The State for the Jews is a means, adjusted to the post-war world, of soothing their anguish, while cultivating the ideal of political culture that Europe was incapable of honoring. But if this state situates historical continuity through a mythology of autochthony, it will drown in the insignificance of Middle Eastern regional quarrels, of which it will be no more than an unimportant element.

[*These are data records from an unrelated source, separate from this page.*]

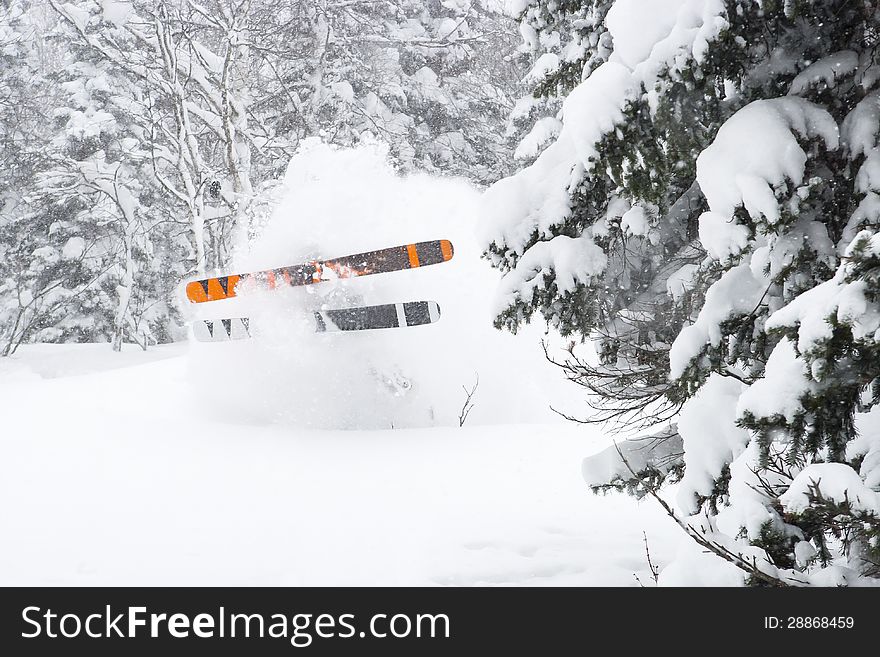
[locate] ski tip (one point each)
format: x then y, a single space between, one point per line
211 289
446 249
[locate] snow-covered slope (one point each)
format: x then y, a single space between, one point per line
111 472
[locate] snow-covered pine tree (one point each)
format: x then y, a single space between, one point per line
708 214
43 275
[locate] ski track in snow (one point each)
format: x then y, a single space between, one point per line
111 475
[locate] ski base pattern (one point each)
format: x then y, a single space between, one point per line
395 258
365 318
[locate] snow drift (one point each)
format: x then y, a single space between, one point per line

In so doing, this state solution, concocted on the basis of the political contradictions of pre-war Europe, was intended to be purged of the dross of the European national state, of which the Jews had bitter experience, as witnessed by the Declaration of Independence of the State of Israel. Kundera was clearly aware of this: “If the Jews, even after having been tragically disappointed by Europe, have nevertheless remained faithful to European cosmopolitanism, Israel, their little homeland finally rediscovered, emerges in my eyes as the true heart of Europe, a strange heart placed beyond the body”.[4] For Kundera, this was self-evident, as the State of Israel came into being as a result of a session of European Jewry and the dictates of necessity. Today, however, this small state is buffeted by contrary winds, and Kundera’s speech in Jerusalem can be reread with a heavy heart.

 

Whether the State of Israel remains faithful to this trajectory will depend on where it situates the point of continuity of the Jewish history from which it springs. That the awareness of Jewish precariousness infuses it is logical, inevitable. The state for Jews is a means, adjusted to the post-war world, of soothing their anguish, while cultivating the ideal of political culture that Europe was incapable of honoring. But – and this is the slope on which it risks sliding, on which it is already sliding – if this state situates historical continuity through a mythology of autochthony, it will drown in the insignificance of Middle Eastern regional quarrels, of which it will be no more than an unimportant element. This is the burning issue facing Jews today, whether they are citizens of their states in Europe, or citizens of the State of Israel, a state destined to protect Jews from the erring ways of a Europe that was first persecuting, then criminal, and is now plagued by doubts about its own ability to continue.


Danny Trom

 

Notes

1 Jan Patočka, “The European Heritage” in Heretical Essays on the Philosophy of History, p.122.
2 The most accomplished expression of this is found in Alain Finkielkraut: “It so happens that, reading these [school] textbooks , I received Milan Kundera’s latest book, ‘Le Rideau’. It opens and closes on the ‘consciousness of continuity’. On the first page, I read the following: ‘Consciousness of historical continuity [is] one of the signs by which the man belonging to the civilization that is (or was) ours distinguishes himself’. This awareness of continuity is totally lacking in our textbooks. At the end of his book, Kundera writes: ‘Torn from the history of their arts, not much remains of the works of art.’ There’s no better way to put it. This is exactly the problem we’re facing. Awareness of historical continuity has completely disappeared.”
3 Kundera, ibidem.
4 Milan Kundera, « Jerusalem Address: The Novel and Europe » [1985], The Art of the Novel, Grove Press, 1988, p.191.